The siege of Marrakesh was led by the brothers of Ibn Tumart, Isa and Abd al-Aziz who rebelled against Abd al-Mu’min and sieged Marrakesh.

Background 
Instead of the succession of Almohad rule being passed on to Ibn Tumart's line known as the Banu Amghar, Abd al-Mu’min made a series of moves to preserve the rule of the Almohad Empire in the hands of his descendants, the Mu’minids who were known as Sayyids. His actions excluded Ibn Tumarts own lineage from supreme rule and confirmed the shift of power from the Masmuda to the Zenata Kumiya, whom were described as the most powerful tribe in the empire by al-Marrakushi.
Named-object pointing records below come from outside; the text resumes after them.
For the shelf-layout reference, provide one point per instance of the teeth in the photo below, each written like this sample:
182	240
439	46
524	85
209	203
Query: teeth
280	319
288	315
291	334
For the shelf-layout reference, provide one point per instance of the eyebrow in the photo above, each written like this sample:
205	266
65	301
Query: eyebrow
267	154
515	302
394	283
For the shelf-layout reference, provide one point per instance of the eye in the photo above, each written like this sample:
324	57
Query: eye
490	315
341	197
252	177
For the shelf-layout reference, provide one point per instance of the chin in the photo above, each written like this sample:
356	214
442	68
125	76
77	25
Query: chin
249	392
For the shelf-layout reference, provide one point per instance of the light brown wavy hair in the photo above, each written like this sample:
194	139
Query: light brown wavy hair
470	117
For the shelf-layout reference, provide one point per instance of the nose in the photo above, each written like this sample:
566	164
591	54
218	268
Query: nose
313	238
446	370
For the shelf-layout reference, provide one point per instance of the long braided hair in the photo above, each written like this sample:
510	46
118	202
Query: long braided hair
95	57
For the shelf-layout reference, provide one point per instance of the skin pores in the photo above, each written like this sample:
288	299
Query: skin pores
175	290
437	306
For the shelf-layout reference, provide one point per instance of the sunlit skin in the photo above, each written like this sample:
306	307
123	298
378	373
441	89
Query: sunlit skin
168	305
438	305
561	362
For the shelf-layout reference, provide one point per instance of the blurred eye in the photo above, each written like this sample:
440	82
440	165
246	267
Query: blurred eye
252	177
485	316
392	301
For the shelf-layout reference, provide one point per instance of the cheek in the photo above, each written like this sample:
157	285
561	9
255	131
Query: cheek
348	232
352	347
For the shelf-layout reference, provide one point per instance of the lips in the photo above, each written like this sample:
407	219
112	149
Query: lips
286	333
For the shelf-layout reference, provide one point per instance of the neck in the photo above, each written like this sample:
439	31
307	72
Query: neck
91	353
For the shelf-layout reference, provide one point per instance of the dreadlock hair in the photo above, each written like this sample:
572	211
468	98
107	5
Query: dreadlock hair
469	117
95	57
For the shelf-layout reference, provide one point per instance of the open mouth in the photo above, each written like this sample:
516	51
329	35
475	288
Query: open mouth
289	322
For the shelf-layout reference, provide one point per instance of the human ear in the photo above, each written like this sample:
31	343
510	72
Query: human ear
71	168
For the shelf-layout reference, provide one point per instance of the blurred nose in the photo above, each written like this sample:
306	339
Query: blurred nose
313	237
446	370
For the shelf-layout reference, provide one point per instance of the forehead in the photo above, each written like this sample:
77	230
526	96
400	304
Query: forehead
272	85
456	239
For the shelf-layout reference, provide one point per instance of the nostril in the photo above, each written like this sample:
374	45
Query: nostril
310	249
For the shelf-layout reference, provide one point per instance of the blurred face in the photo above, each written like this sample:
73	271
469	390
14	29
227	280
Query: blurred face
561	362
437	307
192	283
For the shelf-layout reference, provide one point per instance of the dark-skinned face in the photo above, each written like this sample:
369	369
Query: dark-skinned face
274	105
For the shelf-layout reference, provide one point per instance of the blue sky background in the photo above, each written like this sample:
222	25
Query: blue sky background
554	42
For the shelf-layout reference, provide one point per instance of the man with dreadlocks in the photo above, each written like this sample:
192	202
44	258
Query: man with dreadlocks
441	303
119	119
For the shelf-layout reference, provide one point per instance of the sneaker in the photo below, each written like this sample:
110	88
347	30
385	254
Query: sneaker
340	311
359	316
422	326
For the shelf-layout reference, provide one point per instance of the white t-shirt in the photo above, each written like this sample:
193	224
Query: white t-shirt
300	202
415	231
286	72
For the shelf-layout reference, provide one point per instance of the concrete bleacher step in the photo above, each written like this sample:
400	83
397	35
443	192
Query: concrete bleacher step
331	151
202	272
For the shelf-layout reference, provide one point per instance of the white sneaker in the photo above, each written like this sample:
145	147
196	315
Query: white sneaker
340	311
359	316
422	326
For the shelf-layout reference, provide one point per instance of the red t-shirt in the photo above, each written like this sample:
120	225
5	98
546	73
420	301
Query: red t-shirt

Abd al-Mu’min appointed several of his sons to major governorships in the place of Almohad shaykhs across the Empire, for instance in Bejaia, Tlemcen, Seville, Granada, Ceuta, Fez, Tadla and Sus thereby inserting a Mu’minid prince in almost every important city within the empire.

Ibn Tumart's brothers Isa and Abd al-Aziz viewed Abd al-Mu’mins foundation of his own dynasty as the final straw eventually leading to a rebellion against the Caliph.

Siege 
By 1154 AD Abd al-Aziz and Isa had been deprived of governorship over Seville and were exiled to Fez, Ibn Idhari stated that this was due to their envy towards Abd al-Mu’min.

Isa and Abd al-Aziz led an uprising in Marrakesh against Abd al-Mu’min which was supported by other Masmuda shaykhs. They planned to kill the governor. A battle took place between them and Abd al-Mu’mins supporters which resulted in a victory for Abd al-Mu’mins side. Both of Ibn Tumarts brothers were killed and a saddlebag containing documents that revealed the name of other conspirators was discovered and these conspirators were hunted down and killed by castration.